The people know, see, and feel the pain.
The Kurds, comprising 15% of population, will vote overwhelmingly for the opposition. So too will the families of the tens of thousands of Turks arrested after the failed coup and the over 160,000 ousted from their public and private jobs.
The opposition also ran a well-conceived campaign. Up to three opposition parties challenged the AKP in past elections, splitting the anti-AKP vote.
Not this time.
The Kurds decided not to run any candidates this election cycle in Ankara or Istanbul, concentrating on their strength in southeast Turkey.
The two remaining opposition parties united on a single candidate.

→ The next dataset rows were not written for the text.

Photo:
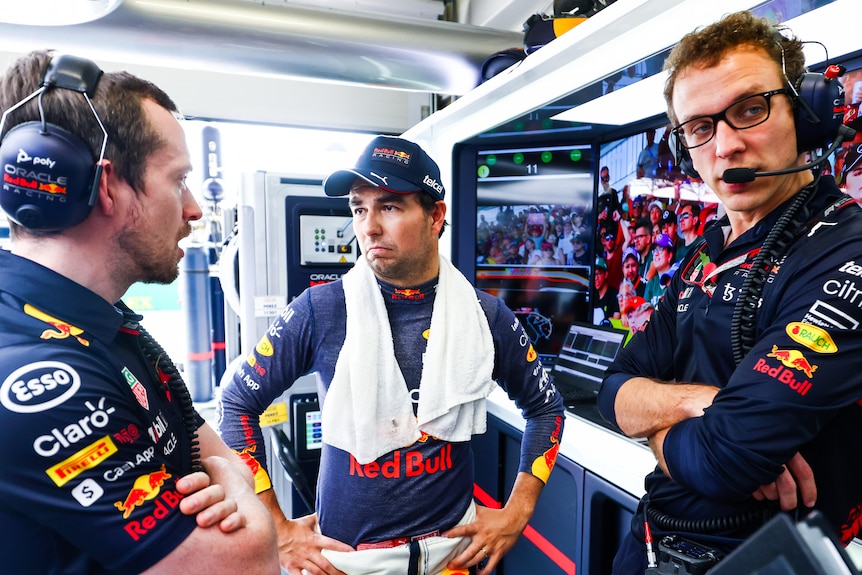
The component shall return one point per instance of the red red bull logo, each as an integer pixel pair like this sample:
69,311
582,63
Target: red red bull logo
408,294
853,526
404,463
52,188
145,488
793,359
61,330
261,479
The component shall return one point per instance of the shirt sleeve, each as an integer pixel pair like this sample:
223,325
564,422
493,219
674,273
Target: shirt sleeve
519,372
648,353
789,385
271,368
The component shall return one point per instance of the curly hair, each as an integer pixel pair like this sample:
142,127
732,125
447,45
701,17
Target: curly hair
706,46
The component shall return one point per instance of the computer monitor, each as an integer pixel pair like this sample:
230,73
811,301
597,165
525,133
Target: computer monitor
587,352
529,203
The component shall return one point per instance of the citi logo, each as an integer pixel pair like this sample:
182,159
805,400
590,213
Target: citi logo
432,183
23,156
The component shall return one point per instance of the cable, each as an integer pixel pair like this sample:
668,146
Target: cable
733,522
743,323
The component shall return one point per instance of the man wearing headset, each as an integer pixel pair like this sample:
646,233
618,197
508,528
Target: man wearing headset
744,379
98,459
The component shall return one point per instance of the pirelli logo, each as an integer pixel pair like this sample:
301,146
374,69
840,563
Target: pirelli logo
90,456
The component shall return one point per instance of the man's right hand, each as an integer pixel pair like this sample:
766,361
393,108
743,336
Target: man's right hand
300,542
797,478
299,546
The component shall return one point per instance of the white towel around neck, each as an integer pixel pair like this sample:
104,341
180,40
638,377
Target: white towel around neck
368,411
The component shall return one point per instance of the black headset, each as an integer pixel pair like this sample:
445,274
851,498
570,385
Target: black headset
50,176
818,104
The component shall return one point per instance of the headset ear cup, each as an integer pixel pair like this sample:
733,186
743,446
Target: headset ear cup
681,157
820,111
48,177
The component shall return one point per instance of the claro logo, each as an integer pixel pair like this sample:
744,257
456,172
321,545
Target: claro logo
39,386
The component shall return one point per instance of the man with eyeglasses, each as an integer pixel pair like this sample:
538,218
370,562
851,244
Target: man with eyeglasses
642,242
744,379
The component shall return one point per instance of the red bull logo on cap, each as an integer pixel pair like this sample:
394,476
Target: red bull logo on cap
794,359
785,373
408,294
543,465
145,488
52,188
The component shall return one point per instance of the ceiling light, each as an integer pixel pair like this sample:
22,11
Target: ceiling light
627,105
54,12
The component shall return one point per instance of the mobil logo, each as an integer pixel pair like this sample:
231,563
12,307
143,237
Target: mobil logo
146,487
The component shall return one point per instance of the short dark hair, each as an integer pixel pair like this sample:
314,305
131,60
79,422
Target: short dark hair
427,202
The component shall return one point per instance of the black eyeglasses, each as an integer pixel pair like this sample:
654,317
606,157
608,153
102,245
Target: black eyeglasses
743,114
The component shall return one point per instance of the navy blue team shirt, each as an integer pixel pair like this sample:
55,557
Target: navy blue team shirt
91,443
411,491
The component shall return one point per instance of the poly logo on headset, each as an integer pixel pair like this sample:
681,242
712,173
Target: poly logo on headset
23,156
29,179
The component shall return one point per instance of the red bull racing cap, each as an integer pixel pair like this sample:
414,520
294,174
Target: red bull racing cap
393,165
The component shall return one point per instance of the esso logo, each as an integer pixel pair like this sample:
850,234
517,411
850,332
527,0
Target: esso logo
39,386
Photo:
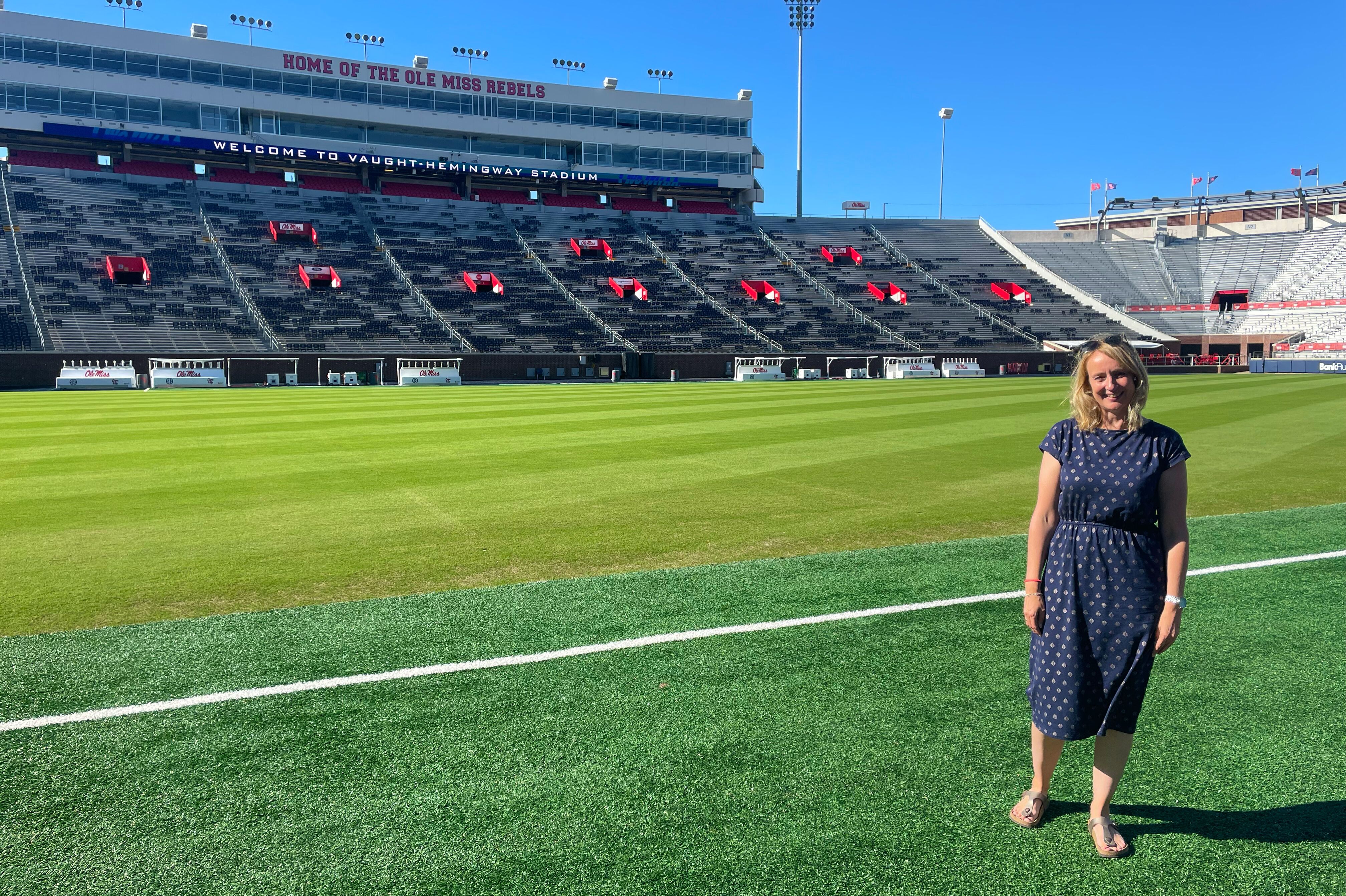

They were also well-organized at a grass roots level. They knew the AKP has stuffed the ballot box in the past. They at poll watchers at each polling station
President Erdogan is a vindictive, sore loser. More than that, he cannot personally afford to have the two largest cities fall into opposition hands. Ekrem Imamoglu pledged an audit of Istanbul’s budget. Any decent audit should uncover a trail of corruption. President Erdogan is corrupt. We know that from a 2014 leaked tape with him and his son.
The police officers that exposed the corruption were sentenced to life imprisonment.
We also know that corruption is a rag on a country’s rconomy.
Loss of Ankara and Istanbul will result in the loss of patronage in those cities. The combined municipal budget of the two cities is roughly $5.79 billion (U.S. dollars).
President Campaigned extensively for his party, making it a referendum on himself. The people rejected him – a blow to his ego.
The next step is a recount, and then a recount of the recount, and a recount of the recount of the recount, until it comes out the desired way. Minnesota did that in the 2008 Senate race, ultimately giving Al Franken a 312 vote victory.
Binali Yildirim of the AKP said there are 31,136 ballot boxes in Istanbul. All he needed was one additional vote from each ballot box.
Ekrem held onto a 18,742 vote lead after a recount in 17 of Istanbul’s 39 districts.
The AKP has now demanded the Istanbul votes be annulled. Hence they could start over.
The government party is also contesting 319,570 ballots in Ankara.
The AKP protests are ironic. It has a history of ballot stuffing. The 2017 election, which gave the President; i.e. Recep Erdogan, extraordinary powers, was accompanied by both ballot stuffing and ballot suppression with police actually watching voters casting their ballots with cautions against voting No. 960 ballot boxes contained only Yes votes. One estimate was that up to 2½ ballots may have been fraudulent.
The President barely won the election 51.4% -48.6%.
The 2018 election was characterized by widespread voting “irregularities” favoring the President.
President Erdogan said two days ago “Everything is still ongoing.”
President Erdogan ominously now said that now the elections process was over, it was time for the judicial process.
Remember, he purged the judiciary; it is now of his creation.
If the AKP cannot reverse the election results, watch the President do to the new city officials what he did to Kurdish cities: dissolve the government and imprison the leaders for treason.
His government seized over 100 Kurdish municipalities in 2014 and jailed 60 Kurdish mayors in 2016.
President Recep Tayyip Erdogan cannot afford to lose Ankara and especially Istanbul.